Michael Rulle is an emerging commodity trading advisor (CTA) with 30 years of experience in the trading business, most recently serving as president of a CTA with as much as $8 billion under management. Today, he is founder and CEO of New-Jersey-based MSR Investments LLC., a quantitative systematic short-term CTA.
From 2002 to 2007, Rulle served as president of Graham Capital Management, where he oversaw its discretionary portfolio managers. He also worked closely with Graham’s quantitative research group.

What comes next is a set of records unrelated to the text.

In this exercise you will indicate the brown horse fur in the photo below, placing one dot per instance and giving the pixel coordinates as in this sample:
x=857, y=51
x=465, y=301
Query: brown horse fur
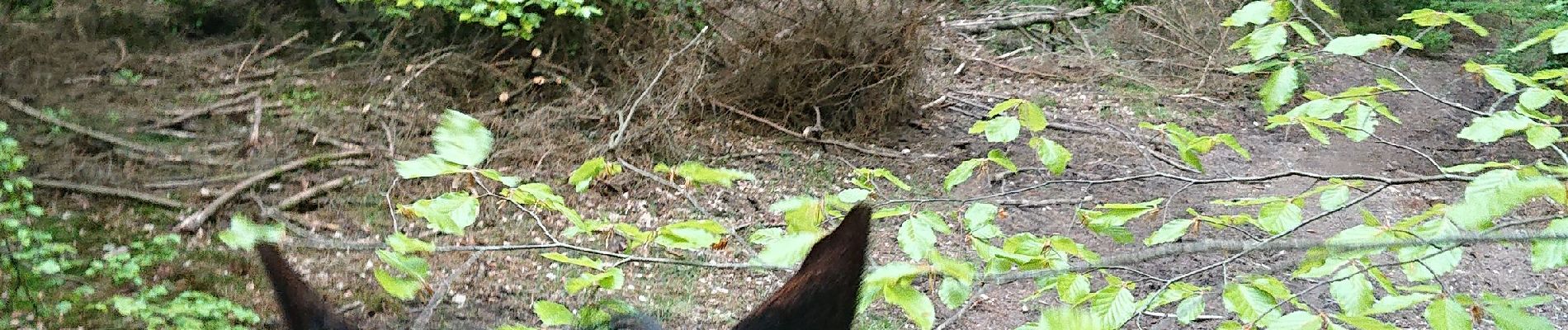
x=303, y=307
x=820, y=296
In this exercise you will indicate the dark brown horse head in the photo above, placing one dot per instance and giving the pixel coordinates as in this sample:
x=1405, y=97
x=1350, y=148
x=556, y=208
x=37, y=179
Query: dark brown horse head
x=303, y=307
x=820, y=296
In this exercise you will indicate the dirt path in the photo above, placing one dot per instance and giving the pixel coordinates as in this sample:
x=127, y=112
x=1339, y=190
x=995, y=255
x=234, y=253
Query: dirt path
x=501, y=286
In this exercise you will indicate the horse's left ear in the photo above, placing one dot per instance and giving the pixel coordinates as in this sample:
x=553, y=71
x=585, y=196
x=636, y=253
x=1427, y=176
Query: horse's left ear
x=303, y=307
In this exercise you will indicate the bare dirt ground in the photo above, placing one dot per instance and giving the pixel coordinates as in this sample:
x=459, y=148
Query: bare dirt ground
x=319, y=106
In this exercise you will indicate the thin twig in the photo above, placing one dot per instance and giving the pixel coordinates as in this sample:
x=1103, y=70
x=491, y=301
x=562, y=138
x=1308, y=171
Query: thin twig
x=846, y=144
x=958, y=314
x=311, y=193
x=190, y=223
x=631, y=110
x=441, y=291
x=110, y=191
x=78, y=129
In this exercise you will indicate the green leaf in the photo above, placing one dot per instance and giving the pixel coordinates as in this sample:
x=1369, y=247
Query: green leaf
x=1550, y=254
x=1448, y=314
x=1278, y=216
x=918, y=237
x=1556, y=35
x=1266, y=41
x=449, y=213
x=1111, y=218
x=853, y=195
x=1306, y=35
x=405, y=244
x=1509, y=318
x=952, y=293
x=583, y=262
x=552, y=314
x=1358, y=45
x=1189, y=309
x=1031, y=116
x=1005, y=105
x=496, y=176
x=461, y=139
x=1325, y=8
x=1003, y=129
x=1496, y=75
x=1001, y=158
x=801, y=214
x=956, y=270
x=592, y=169
x=1073, y=288
x=980, y=221
x=243, y=233
x=411, y=266
x=1353, y=293
x=1250, y=302
x=400, y=288
x=690, y=235
x=786, y=251
x=961, y=174
x=425, y=166
x=1364, y=323
x=612, y=279
x=1280, y=88
x=1536, y=97
x=1498, y=191
x=1236, y=146
x=1113, y=305
x=700, y=174
x=1051, y=153
x=1493, y=127
x=1170, y=232
x=1396, y=302
x=916, y=305
x=1297, y=321
x=1252, y=13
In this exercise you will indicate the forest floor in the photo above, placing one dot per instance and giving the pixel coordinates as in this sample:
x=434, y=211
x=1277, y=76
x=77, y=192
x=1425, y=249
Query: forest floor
x=314, y=106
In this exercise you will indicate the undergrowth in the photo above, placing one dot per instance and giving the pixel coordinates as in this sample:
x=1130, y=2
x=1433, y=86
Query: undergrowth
x=55, y=276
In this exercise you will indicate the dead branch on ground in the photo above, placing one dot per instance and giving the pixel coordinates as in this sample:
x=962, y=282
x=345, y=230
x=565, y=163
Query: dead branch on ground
x=190, y=223
x=1017, y=21
x=110, y=191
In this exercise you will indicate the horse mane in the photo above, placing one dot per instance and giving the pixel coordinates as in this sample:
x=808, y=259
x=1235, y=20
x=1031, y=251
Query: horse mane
x=303, y=307
x=822, y=295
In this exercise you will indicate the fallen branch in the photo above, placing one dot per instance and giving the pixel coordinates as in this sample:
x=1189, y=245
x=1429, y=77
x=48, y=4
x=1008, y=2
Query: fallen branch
x=109, y=191
x=1017, y=21
x=190, y=223
x=204, y=110
x=306, y=195
x=78, y=129
x=441, y=291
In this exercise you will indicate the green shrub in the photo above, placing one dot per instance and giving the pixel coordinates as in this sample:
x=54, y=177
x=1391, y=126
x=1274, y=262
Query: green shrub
x=512, y=16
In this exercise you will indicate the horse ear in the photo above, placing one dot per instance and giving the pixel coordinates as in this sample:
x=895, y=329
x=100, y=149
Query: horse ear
x=303, y=307
x=824, y=293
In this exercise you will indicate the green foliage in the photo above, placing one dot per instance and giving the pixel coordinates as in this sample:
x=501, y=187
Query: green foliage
x=513, y=17
x=188, y=310
x=40, y=258
x=698, y=174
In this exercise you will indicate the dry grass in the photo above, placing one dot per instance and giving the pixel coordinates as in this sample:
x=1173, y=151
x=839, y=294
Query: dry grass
x=857, y=61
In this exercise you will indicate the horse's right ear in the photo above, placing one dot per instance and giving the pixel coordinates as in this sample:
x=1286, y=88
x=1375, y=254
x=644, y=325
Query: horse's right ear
x=303, y=307
x=824, y=293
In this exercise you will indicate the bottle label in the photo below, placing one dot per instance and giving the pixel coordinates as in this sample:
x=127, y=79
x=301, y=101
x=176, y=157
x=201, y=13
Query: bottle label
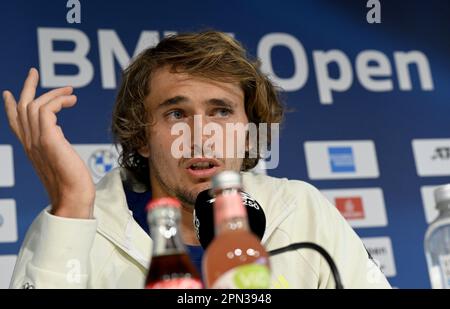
x=249, y=276
x=444, y=261
x=178, y=283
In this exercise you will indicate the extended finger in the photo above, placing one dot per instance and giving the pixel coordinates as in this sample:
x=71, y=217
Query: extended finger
x=11, y=113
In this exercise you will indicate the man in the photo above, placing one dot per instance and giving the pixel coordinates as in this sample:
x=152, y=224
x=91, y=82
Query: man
x=94, y=237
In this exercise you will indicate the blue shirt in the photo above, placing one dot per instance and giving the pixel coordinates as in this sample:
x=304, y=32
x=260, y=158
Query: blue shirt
x=137, y=203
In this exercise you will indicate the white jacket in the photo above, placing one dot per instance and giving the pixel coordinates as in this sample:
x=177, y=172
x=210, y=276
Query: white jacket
x=112, y=250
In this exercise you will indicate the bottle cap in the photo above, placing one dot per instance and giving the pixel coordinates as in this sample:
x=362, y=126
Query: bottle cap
x=442, y=194
x=227, y=179
x=163, y=202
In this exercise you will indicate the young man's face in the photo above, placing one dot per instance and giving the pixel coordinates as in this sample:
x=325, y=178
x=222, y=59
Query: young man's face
x=176, y=98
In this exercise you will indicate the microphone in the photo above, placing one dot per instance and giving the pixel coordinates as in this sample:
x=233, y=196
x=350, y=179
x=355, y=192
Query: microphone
x=204, y=217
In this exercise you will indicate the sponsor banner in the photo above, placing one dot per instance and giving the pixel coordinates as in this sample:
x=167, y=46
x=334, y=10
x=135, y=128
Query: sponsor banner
x=361, y=207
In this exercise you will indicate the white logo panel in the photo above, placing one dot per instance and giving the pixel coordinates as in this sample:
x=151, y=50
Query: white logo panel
x=432, y=157
x=7, y=263
x=99, y=158
x=381, y=250
x=429, y=203
x=6, y=166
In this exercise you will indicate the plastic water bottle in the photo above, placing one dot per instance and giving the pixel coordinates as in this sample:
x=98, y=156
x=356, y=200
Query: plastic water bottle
x=437, y=241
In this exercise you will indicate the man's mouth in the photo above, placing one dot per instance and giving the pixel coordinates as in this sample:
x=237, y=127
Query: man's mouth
x=202, y=166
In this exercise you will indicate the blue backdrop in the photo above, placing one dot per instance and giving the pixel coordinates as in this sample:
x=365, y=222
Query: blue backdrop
x=389, y=118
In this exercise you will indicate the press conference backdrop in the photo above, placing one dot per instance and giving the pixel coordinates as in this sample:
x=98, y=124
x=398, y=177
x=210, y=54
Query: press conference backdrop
x=370, y=102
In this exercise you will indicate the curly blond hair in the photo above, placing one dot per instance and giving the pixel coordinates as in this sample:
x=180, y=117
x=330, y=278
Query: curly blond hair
x=209, y=54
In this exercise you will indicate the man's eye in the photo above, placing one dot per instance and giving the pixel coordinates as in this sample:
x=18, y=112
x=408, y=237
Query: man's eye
x=176, y=114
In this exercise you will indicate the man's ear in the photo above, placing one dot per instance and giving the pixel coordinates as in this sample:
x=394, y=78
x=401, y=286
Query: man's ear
x=144, y=151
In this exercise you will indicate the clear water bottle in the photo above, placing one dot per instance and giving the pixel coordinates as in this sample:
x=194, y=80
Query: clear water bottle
x=437, y=241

Prior to that he was president and chief information officer for Hamilton Partners, served as CEO of CIBC World Markets and ran the derivatives business for Lehman Brothers.
In 2007 he parted ways with Graham and shortly thereafter decided to research his own quantitative strategies. "I always interacted with traders that had a technical bent. I always would have an [interest in] anyone who did technical trading or if they were technically part of the quantitative research," Rulle says.

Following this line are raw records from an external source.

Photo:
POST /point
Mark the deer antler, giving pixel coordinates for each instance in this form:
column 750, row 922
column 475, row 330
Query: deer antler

So when he set off on his own he took a scientific approach. "I am a quantitative guy by birth," Rulle joked.
Rulle says he always has had an internal argument over building trading systems. "One [side of me] says it is impossible to make models that work consistently. That is the tough guy side and that guy is right 98% of the time. Then there is the optimistic guy who says there are anomalies that can be found if one uses the right disciplined methods to do so."
He began by studying one market, the S&P 500, and concentrating on the distribution of returns. "We study the distribution of returns in markets and we look at how those distributions differ from each other over different time frames," Rulle says. "If those return distributions — which overlap each other because they can be daily, hourly [or] monthly — differ from each other in a repeatable predictable way, you should be able to make money trading the difference between [them]."
Sounds simple, but it is not, as the risk of curve-fitting, somewhat of an obsession for Rulle, always must be considered. "The question is: Are they really different or are they randomly different? We believe that they really are different and our method of analyzing it persuades us that they are."